Asp295 Stabilizes the Active-Site Loop Structure of Pyruvate Dehydrogenase, Facilitating Phosphorylation of Ser292 by Pyruvate Dehydrogenase-Kinase

1Department of Biochemistry, University of Missouri, Columbia, MO 65211, USA
2Interdisciplinary Plant Group, University of Missouri, Columbia, MO 65211, USA
3Plant Genetics Research Unit, USDA, Agricultural Research Service, Columbia, MO 65211, USA

Received 23 September 2010; Accepted 5 November 2010

Academic Editor: Heung Chin Cheng

Copyright © 2011 Tripty A. Hirani et al.

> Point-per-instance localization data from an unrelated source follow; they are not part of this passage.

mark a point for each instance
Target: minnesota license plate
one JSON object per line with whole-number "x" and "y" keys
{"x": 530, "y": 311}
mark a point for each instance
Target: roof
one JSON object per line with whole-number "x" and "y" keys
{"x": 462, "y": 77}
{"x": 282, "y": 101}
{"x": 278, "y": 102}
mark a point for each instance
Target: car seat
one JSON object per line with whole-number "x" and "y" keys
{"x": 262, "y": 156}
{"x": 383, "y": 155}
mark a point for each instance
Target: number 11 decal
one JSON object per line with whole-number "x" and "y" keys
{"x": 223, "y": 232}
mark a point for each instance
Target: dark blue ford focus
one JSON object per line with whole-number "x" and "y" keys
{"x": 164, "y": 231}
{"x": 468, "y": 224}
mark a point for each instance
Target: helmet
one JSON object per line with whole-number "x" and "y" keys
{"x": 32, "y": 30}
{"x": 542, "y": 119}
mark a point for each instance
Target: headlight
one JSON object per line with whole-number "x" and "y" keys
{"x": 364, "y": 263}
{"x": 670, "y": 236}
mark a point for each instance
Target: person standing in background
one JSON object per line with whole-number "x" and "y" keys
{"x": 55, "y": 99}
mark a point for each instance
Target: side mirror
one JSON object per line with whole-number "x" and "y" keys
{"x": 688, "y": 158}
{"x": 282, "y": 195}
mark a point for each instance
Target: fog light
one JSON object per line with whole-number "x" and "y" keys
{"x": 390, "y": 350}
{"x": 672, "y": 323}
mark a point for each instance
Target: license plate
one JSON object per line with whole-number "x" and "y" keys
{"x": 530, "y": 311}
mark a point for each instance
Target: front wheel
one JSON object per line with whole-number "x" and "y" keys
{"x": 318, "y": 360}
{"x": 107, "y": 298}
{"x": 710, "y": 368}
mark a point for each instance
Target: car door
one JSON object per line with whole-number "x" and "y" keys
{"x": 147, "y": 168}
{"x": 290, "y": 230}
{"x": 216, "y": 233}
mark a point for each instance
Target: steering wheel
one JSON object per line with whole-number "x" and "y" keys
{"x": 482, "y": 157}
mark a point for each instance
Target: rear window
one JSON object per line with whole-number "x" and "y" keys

This is an open access article distributed under the Creative Commons Attribution License, which permits unrestricted use, distribution, and reproduction in any medium, provided the original work is properly cited.

Abstract

We have developed an in vitro system for detailed analysis of reversible phosphorylation of the plant mitochondrial pyruvate dehydrogenase complex, comprising recombinant Arabidopsis thaliana α2β2-heterotetrameric pyruvate dehydrogenase (E1) plus A. thaliana E1-kinase (AtPDK). Upon addition of MgATP, Ser292, which is located within the active-site loop structure of E1α, is phosphorylated. In addition to Ser292, Asp295 and Gly297 are highly conserved in the E1α active-site loop sequences. Mutation of Asp295 to Ala, Asn, or Leu greatly reduced phosphorylation of Ser292, while mutation of Gly297 had relatively little effect. Quantitative two-hybrid analysis was used to show that mutation of Asp295 did not substantially affect binding of AtPDK to E1α. When using pyruvate as a variable substrate, the Asp295 mutant proteins had modest changes in kcat, Km, and kcat/Km values. Therefore, we propose that Asp295 plays an important role in stabilizing the active-site loop structure, facilitating transfer of the γ-phosphate from ATP to the Ser residue at regulatory site one of E1α.